Im new to PyTorch and neural networks and am having some trouble figuring out tensor shaping.
I have a task to make a neural network that can distingush two intertwined rectangular spirals.
Running x.shape on the provided data gives [2592100, 2] which I am passing to a linear layer, so im not sure how to shape my tensors around this. I have used x = x.view(x.size(0), -1) but this doesnt seem to remedy the issue.

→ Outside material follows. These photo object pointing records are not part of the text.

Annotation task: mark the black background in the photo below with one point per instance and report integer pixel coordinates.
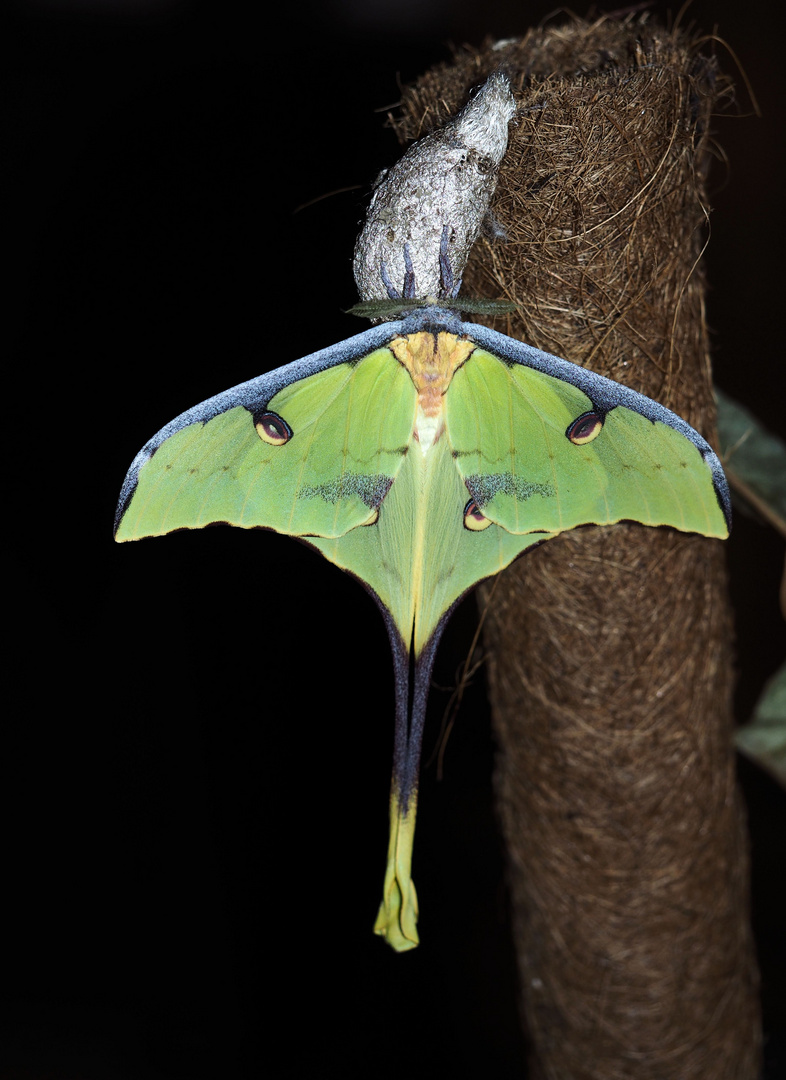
(199, 733)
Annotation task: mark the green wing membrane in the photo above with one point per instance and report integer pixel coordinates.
(328, 448)
(507, 426)
(350, 426)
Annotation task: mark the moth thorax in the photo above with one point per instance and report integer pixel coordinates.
(431, 360)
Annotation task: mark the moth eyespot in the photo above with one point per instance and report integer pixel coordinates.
(475, 521)
(272, 429)
(585, 428)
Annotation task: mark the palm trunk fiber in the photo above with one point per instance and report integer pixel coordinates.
(610, 660)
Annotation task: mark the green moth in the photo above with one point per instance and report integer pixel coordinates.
(423, 456)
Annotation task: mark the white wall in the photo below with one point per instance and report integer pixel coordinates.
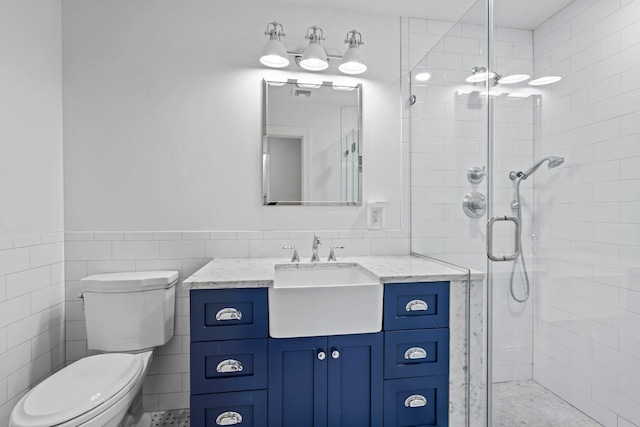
(31, 222)
(587, 340)
(163, 110)
(163, 121)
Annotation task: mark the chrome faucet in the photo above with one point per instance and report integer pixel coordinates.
(314, 246)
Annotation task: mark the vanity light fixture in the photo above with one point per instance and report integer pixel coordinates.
(519, 95)
(547, 80)
(343, 87)
(513, 78)
(314, 57)
(479, 74)
(274, 53)
(309, 83)
(422, 77)
(353, 59)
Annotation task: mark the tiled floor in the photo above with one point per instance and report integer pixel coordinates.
(527, 403)
(516, 403)
(174, 418)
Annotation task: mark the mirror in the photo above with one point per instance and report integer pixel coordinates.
(311, 145)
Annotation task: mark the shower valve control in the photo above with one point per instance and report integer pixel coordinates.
(474, 204)
(476, 174)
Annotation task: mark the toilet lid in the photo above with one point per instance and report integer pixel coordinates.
(77, 389)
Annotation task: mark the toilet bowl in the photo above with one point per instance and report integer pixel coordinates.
(127, 314)
(94, 391)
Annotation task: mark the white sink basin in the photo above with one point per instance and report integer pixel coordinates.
(324, 299)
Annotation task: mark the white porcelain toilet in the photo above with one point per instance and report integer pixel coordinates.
(127, 316)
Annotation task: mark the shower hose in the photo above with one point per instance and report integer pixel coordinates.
(520, 255)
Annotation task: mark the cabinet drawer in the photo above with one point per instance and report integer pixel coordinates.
(247, 409)
(416, 305)
(221, 366)
(226, 314)
(416, 353)
(416, 402)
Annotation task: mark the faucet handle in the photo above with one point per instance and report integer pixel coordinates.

Your model works fine for the mentioned input shape, if layer=1 is used:
model = Network(layer=1, hid=16)
x = torch.randn(2592100, 2)
out = model(x)
print(out.shape)
> torch.Size([2592100, 2])
model = Network(layer=0, hid=16)
x = torch.randn(2592100, 1)
out = model(x)
print(out.shape)
> torch.Size([2592100, 2])
The self.long block expects a single input feature, so an input in the shape [batch_size, 1] would also work.
Since your input has only two dimensions, x.view(x.size(0), -1) won’t change the shape and you could remove it.
No, 2592100 is the batch size and the dim1 size defines the input features in your example.
As given in the previous code snippet, your model works fine for an input in the shape [batch_size, 2] assuming the self.short module is used and [batch_size, 1] if the self.long module is used.
It seems you’ve now changed the in_features of the linear layer in self.long to 2592100, which is also wrong.
If your input has a shape of [batch_size, 2], use nn.Linear(2, hid) for the first linear layer in self.short and self.long.